Emmanuel Macron und Donald Trump. Zwei Staatsmänner. Vom Alter her trennen sie drei Jahrzehnte, und doch verbindet sie etwas. Die Geste des Händeschüttelns zum Beispiel, der politischen Variante des Armdrückens. Beim Nato-Gipfel in Brüssel ließ Macron einfach nicht locker. Vergeblich versuchte Trump, sich dem festen Händedruck des französischen Staatspräsidenten zu entziehen, der später dem Journal du Dimanche erzählte, das habe er absichtlich getan, als Zeichen, dass er keine Zugeständnisse mache.

Symbol, Symbol. Wer drückt, der führt – so sollte man das wohl verstehen. Und es war ja auch nicht der erste Hand-Streich, in den der US-Präsident verwickelt war. Als Kanzlerin Angela Merkel ihm im März in Washington besuchte, reichte Trump ihr bei einem Fototermin nicht die Hand (bei anderer Gelegenheit aber schon). Die des japanischen Premiers Shinzō Abe hatte Trump nur Wochen vorher ganze 19 Sekunden lang festgehalten. Darüber kann man sicher viel diskutieren. Aber die Probleme der Welt sind wohl einfach noch nicht groß genug, wenn man schon jede Geste analysieren muss.

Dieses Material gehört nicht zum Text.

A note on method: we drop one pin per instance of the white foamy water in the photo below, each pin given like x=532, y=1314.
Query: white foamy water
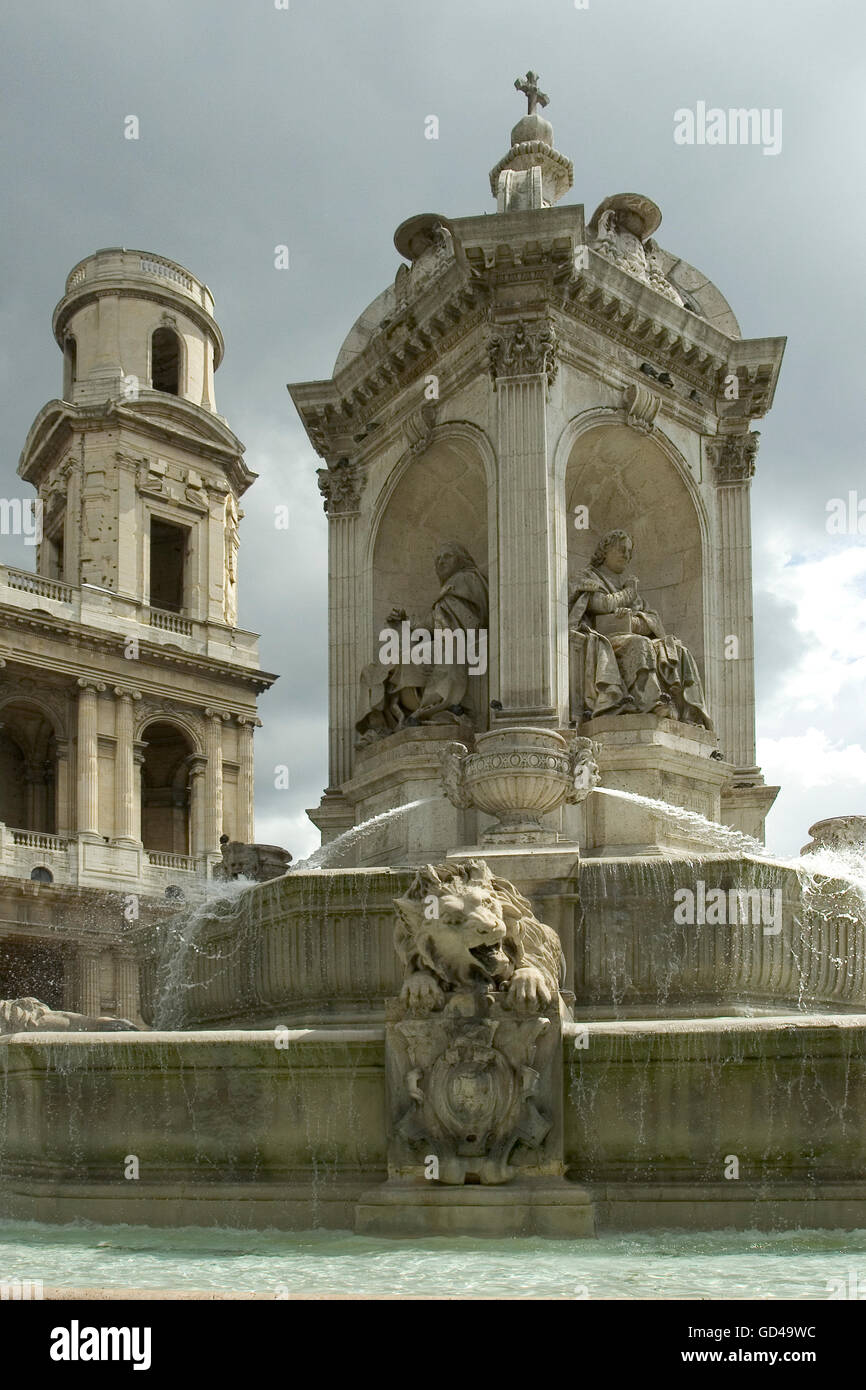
x=659, y=1265
x=180, y=947
x=319, y=859
x=692, y=823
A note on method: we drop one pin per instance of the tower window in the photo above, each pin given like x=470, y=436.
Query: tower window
x=166, y=360
x=167, y=565
x=70, y=352
x=54, y=552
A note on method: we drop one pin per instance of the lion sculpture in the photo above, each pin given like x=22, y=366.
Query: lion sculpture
x=462, y=929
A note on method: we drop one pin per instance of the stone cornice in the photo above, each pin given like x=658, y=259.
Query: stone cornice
x=733, y=458
x=113, y=644
x=577, y=289
x=673, y=339
x=167, y=420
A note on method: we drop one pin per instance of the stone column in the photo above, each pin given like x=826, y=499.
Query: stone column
x=70, y=979
x=127, y=805
x=734, y=466
x=246, y=813
x=213, y=780
x=341, y=485
x=61, y=787
x=88, y=758
x=196, y=805
x=127, y=991
x=523, y=364
x=89, y=982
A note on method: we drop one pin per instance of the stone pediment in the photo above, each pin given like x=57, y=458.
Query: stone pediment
x=538, y=264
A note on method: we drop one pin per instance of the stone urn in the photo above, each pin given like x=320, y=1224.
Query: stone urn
x=519, y=774
x=837, y=833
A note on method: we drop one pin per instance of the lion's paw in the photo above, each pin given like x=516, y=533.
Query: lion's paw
x=421, y=991
x=527, y=991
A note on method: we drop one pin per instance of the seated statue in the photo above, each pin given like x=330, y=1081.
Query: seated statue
x=428, y=681
x=31, y=1015
x=622, y=658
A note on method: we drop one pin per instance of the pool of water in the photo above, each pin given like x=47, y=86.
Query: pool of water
x=740, y=1265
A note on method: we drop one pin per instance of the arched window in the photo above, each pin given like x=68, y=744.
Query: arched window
x=70, y=350
x=166, y=790
x=28, y=769
x=166, y=360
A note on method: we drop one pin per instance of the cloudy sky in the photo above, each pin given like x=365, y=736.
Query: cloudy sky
x=305, y=125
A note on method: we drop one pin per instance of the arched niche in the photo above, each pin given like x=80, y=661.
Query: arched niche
x=627, y=480
x=28, y=767
x=166, y=791
x=441, y=495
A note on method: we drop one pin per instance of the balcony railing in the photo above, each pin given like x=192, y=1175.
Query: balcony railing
x=38, y=840
x=170, y=622
x=38, y=584
x=156, y=266
x=161, y=859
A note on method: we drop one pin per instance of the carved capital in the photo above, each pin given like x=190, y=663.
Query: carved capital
x=734, y=458
x=341, y=485
x=420, y=426
x=641, y=407
x=523, y=349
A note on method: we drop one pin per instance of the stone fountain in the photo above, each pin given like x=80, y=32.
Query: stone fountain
x=555, y=984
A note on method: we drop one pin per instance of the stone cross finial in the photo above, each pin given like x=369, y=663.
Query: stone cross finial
x=530, y=89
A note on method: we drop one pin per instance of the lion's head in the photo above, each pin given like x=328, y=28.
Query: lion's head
x=462, y=927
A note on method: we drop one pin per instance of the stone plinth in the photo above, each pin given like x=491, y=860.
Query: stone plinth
x=656, y=758
x=473, y=1093
x=398, y=770
x=553, y=1208
x=747, y=805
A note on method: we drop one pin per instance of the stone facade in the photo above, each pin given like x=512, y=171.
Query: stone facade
x=127, y=690
x=530, y=381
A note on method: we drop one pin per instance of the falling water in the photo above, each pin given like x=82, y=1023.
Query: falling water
x=178, y=948
x=691, y=822
x=845, y=863
x=320, y=858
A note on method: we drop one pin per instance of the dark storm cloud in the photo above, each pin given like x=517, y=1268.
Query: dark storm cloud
x=306, y=127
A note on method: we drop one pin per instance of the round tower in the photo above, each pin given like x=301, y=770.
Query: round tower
x=131, y=321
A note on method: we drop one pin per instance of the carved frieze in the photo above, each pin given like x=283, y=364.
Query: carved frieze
x=420, y=426
x=734, y=458
x=523, y=349
x=641, y=407
x=341, y=485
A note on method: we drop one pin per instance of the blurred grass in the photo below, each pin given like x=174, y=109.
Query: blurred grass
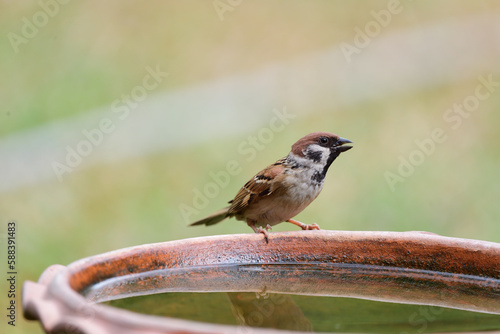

Grundsätzlich liegt es natürlich nahe, politische Handlungen zu deuten. In der Diplomatie kommt es schließlich auch auf Nuancen an, lässt sich harte Kritik in zuckersüße Wortwatte verpacken. Und in der Politik zählte Symbolik schon immer zum Standardrepertoire der Mächtigen. Gerade Trump verwendet – bewusst oder unbewusst – Gesten, die man einem großspurigen Unternehmer vielleicht noch durchgehen lassen würde, die bei einem Staatsoberhaupt aber komplett unangemessen wirken. Wenn er seinem Gesprächspartner etwa jovial und gönnerhaft auf die Schulter klopft. So geht vielleicht der Trainer einer Collegemannschaft mit seinen Schülern um, weil die brav nach seiner Pfeife tanzen. Verständlich, wenn andere Staatsoberhäupter den Drang verspüren würden, Trump im Gegenzug durch dessen blonde Mähne zu wuscheln – so wie man das bei einem frechen Lausbub à la Michel aus Lönneberga machen würde. Oder ihn, so wie Macron, einfach mal ein klein wenig selbst in die Griffzange zu nehmen.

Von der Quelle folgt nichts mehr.